Jesus you thirst to give me your love and for my love in return. Lord Jesus, let me enter more deeply into your love. Let me understand that I cannot give without receiving nor receive without giving. Quench my thirst for your love, O Lord, by sending me those who need to be loved and give me a resurrection love that I may love them as you do.

  

  

Scripture

Jesus stood up and exclaimed, "Let anyone who thirsts come to me and drink. Whoever believes in me, as scripture says, ‘Rivers of living water will flow from within them’" (John 7:37-38).

Reflection

Thirst is a very fundamental experience. I have only been thirsty once, walking in the desert from Jerusalem to Jericho. After a while we began to feel disorientated, almost disembodied. One of our companions did go slightly crazy with thirst but for those who face suffering it is often the climax of their trials.

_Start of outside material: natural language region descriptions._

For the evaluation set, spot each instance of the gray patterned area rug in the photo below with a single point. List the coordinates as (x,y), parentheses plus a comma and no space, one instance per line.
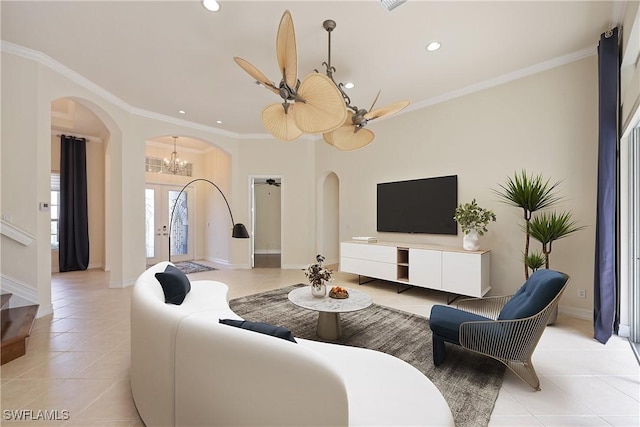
(468,381)
(189,267)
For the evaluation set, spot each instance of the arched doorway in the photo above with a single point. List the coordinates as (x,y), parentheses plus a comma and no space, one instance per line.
(329,218)
(72,118)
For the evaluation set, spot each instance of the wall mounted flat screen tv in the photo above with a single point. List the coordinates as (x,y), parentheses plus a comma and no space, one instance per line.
(418,206)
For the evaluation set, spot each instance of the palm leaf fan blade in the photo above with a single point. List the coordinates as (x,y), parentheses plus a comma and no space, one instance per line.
(256,74)
(321,107)
(348,122)
(286,50)
(279,123)
(347,138)
(328,137)
(387,110)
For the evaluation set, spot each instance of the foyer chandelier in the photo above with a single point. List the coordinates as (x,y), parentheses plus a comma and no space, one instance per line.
(175,165)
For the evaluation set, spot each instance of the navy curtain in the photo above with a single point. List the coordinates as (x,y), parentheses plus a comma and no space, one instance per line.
(73,224)
(605,281)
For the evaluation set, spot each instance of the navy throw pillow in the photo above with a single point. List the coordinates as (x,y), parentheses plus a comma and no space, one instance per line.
(536,293)
(263,328)
(175,284)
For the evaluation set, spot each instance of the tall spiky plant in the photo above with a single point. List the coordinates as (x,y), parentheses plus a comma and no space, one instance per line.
(530,193)
(548,227)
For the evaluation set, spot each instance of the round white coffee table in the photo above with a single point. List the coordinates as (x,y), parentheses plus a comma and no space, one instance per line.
(329,309)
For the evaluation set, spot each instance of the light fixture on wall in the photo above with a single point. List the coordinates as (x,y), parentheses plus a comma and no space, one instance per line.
(175,165)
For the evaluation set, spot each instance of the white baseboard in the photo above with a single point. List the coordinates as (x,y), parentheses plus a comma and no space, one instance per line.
(624,331)
(225,263)
(22,295)
(294,266)
(578,313)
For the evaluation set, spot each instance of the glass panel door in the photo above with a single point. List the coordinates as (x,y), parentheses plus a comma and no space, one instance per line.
(159,205)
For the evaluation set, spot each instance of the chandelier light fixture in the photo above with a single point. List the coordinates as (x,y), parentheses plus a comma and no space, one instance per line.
(175,165)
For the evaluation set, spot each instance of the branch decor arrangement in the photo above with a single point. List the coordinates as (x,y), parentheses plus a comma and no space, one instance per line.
(318,275)
(474,221)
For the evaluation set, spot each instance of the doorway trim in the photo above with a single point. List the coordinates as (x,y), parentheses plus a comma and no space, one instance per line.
(252,209)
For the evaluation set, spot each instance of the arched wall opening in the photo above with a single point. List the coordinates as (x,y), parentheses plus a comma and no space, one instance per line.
(209,220)
(72,118)
(329,217)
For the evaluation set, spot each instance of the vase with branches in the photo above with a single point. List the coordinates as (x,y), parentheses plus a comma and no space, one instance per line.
(474,221)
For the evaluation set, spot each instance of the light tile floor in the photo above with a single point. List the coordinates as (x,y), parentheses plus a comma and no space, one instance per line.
(77,363)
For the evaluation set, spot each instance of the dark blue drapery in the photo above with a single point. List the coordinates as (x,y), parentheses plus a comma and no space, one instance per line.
(73,225)
(605,277)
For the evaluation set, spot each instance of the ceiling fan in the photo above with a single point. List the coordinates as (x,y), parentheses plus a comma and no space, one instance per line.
(353,135)
(313,105)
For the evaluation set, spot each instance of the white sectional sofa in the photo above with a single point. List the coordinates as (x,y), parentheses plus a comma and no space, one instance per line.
(187,369)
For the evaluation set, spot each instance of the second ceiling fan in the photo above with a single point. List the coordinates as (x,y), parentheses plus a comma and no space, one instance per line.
(352,135)
(313,105)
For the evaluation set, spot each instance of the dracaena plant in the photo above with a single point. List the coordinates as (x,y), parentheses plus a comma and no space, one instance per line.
(547,227)
(529,193)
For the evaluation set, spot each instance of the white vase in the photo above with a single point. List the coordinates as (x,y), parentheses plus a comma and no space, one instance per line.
(470,241)
(319,290)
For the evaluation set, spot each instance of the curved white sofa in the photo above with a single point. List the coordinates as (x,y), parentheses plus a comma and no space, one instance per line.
(187,369)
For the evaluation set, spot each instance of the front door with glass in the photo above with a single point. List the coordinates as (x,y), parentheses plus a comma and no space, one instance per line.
(159,204)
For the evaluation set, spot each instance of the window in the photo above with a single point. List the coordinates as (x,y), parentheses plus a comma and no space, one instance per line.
(55,211)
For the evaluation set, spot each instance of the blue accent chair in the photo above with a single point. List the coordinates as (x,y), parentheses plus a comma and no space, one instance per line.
(506,328)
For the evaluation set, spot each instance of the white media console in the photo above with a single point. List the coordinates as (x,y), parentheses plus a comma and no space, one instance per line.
(442,268)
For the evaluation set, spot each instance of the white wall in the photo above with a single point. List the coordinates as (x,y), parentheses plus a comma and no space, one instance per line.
(545,123)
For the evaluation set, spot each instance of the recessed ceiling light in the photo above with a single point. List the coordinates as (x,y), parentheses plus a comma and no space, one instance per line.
(433,46)
(211,5)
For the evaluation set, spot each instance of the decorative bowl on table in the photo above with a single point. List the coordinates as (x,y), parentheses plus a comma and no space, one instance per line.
(338,292)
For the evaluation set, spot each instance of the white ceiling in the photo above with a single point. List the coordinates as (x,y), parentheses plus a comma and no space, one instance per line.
(164,56)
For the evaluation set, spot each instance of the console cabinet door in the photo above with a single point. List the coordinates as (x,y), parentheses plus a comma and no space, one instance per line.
(369,260)
(425,268)
(369,251)
(466,273)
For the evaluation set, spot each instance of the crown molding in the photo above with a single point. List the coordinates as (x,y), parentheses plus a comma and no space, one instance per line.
(505,78)
(51,63)
(64,71)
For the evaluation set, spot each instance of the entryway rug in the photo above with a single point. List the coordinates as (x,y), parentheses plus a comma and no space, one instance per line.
(468,381)
(189,267)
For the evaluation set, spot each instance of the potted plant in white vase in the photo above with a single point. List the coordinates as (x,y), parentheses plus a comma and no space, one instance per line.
(474,221)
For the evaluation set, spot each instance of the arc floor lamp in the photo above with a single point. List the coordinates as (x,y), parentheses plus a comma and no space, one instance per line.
(239,230)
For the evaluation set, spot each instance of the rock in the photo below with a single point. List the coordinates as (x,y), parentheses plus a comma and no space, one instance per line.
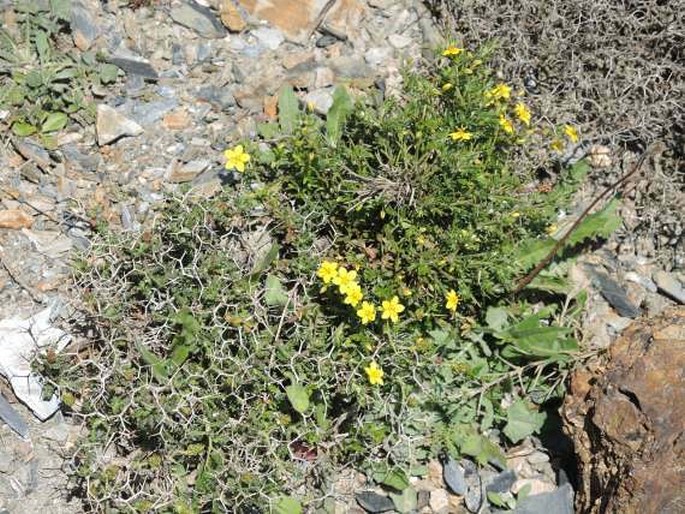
(83,28)
(269,38)
(110,125)
(15,219)
(534,486)
(231,16)
(473,499)
(669,286)
(139,67)
(371,501)
(218,97)
(399,41)
(177,120)
(439,501)
(613,293)
(199,18)
(377,56)
(33,152)
(453,475)
(320,100)
(501,483)
(625,415)
(559,501)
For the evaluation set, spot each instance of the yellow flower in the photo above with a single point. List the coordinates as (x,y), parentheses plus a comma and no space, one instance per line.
(522,113)
(500,92)
(572,133)
(367,313)
(236,158)
(353,294)
(374,373)
(451,300)
(344,279)
(506,125)
(327,271)
(461,134)
(452,51)
(392,309)
(557,145)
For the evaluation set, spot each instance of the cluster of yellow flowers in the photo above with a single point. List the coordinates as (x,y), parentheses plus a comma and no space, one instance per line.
(331,272)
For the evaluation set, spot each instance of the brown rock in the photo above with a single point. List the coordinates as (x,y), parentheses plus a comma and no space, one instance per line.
(627,422)
(299,18)
(271,106)
(177,120)
(231,16)
(15,219)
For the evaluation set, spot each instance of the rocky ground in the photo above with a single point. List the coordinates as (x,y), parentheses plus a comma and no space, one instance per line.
(195,77)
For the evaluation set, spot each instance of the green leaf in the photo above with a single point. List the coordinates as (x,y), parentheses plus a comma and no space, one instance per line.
(288,109)
(108,73)
(406,501)
(276,295)
(395,478)
(23,129)
(496,318)
(340,109)
(522,421)
(42,45)
(298,397)
(158,366)
(287,505)
(54,122)
(482,449)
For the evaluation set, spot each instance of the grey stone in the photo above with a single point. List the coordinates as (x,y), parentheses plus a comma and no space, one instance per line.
(613,293)
(453,474)
(135,67)
(148,113)
(12,418)
(83,28)
(268,37)
(558,502)
(110,125)
(502,483)
(473,499)
(371,501)
(399,41)
(378,55)
(198,18)
(669,286)
(217,96)
(33,152)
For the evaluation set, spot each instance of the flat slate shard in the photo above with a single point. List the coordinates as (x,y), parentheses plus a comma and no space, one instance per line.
(135,67)
(12,418)
(614,294)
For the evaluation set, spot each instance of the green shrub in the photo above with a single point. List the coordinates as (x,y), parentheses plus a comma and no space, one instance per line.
(236,362)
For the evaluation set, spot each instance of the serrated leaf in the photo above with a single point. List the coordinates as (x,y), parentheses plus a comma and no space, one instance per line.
(395,478)
(406,501)
(496,318)
(287,505)
(275,295)
(298,397)
(288,109)
(482,449)
(158,366)
(340,109)
(42,45)
(108,73)
(522,421)
(54,122)
(23,129)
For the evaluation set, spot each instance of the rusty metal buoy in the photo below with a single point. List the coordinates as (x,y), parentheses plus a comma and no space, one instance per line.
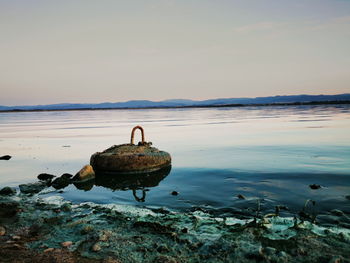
(130,158)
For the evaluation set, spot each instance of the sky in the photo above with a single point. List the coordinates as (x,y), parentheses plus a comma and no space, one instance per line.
(86,51)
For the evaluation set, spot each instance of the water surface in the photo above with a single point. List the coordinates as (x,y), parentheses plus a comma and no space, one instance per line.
(270,155)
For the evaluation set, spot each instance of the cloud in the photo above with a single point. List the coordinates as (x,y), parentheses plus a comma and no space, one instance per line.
(261,26)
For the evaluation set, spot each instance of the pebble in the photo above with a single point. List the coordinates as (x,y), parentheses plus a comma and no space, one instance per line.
(66,244)
(240,196)
(2,231)
(103,237)
(96,247)
(314,186)
(7,191)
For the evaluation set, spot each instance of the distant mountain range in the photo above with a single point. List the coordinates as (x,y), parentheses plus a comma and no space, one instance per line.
(187,103)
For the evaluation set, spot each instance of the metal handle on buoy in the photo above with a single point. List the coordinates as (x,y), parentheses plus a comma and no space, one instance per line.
(133,133)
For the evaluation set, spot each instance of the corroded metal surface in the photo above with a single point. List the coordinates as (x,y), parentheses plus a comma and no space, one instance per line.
(130,158)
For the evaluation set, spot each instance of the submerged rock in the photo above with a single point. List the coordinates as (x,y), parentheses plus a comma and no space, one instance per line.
(60,182)
(85,174)
(8,191)
(67,244)
(32,188)
(314,186)
(5,157)
(45,176)
(239,196)
(2,231)
(8,207)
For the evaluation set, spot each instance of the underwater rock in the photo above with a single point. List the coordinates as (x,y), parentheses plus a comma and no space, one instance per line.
(32,188)
(314,186)
(240,196)
(96,247)
(337,212)
(8,207)
(2,231)
(45,176)
(7,191)
(67,244)
(85,174)
(5,157)
(60,182)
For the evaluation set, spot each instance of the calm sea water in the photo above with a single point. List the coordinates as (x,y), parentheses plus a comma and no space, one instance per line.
(270,155)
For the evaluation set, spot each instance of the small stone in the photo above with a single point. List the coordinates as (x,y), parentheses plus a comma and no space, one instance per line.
(85,174)
(5,157)
(184,230)
(87,229)
(7,191)
(96,247)
(103,237)
(45,176)
(8,208)
(66,244)
(66,207)
(2,231)
(60,182)
(314,186)
(239,196)
(67,175)
(337,212)
(32,188)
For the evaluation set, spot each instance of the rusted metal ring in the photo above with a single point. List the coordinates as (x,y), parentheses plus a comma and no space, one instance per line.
(133,133)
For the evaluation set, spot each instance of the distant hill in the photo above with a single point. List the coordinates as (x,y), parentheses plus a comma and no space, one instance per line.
(186,103)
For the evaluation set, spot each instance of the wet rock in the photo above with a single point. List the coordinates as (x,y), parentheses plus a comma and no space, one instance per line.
(7,191)
(87,229)
(240,196)
(67,244)
(337,212)
(60,182)
(164,259)
(2,231)
(5,157)
(32,188)
(8,208)
(314,186)
(67,175)
(66,207)
(96,247)
(85,174)
(45,177)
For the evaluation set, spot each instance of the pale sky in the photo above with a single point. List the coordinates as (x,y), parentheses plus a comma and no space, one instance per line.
(107,51)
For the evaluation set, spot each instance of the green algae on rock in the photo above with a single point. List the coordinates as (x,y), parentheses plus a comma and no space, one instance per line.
(133,234)
(130,158)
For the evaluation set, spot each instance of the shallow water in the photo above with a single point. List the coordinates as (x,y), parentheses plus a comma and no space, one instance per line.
(270,155)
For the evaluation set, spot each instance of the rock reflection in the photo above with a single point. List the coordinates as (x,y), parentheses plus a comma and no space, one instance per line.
(125,182)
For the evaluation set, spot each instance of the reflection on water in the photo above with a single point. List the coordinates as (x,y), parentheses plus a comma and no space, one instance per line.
(269,155)
(125,182)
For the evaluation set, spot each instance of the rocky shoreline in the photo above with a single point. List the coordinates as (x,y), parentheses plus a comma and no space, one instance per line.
(37,228)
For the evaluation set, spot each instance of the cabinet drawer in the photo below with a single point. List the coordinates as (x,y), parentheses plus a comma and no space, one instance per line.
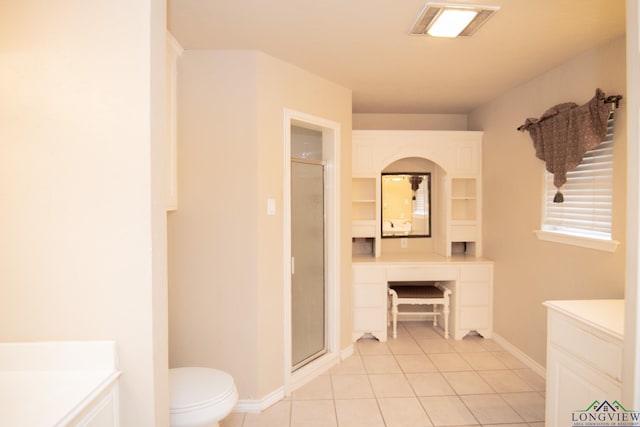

Brian Keenan, in his hell hole in Beirut, longs for words and for water: "I must ration my drinking water for I am always fearful that I might finish it and then wake in the middle of the night with a raging thirst that I cannot satiate. I think of rabies and the raging thirst of mad dogs and I know how easy it would be to go mad from thirst. Now I know the full meaning of the expression so frequently used in our daily lives: ‘He was mad with thirst.’"  (An Evil Cradling, p. 63).

Why it is that thirst for water is so fundamental? Maybe it is because our bodies are 98 per cent water. Dehydration is the seeping away of our very being, our substance. We feel that we ourselves are evaporating. So often the last desire of those who are dying is for something to drink. It also stands for that deepest thirst for the one who gives us substance and being at every moment and who promises eternal life: "Oh God, you are my God for you I long; for you my soul is thirsting. My body pines for you, like a dry weary land without water." (Psalm 62)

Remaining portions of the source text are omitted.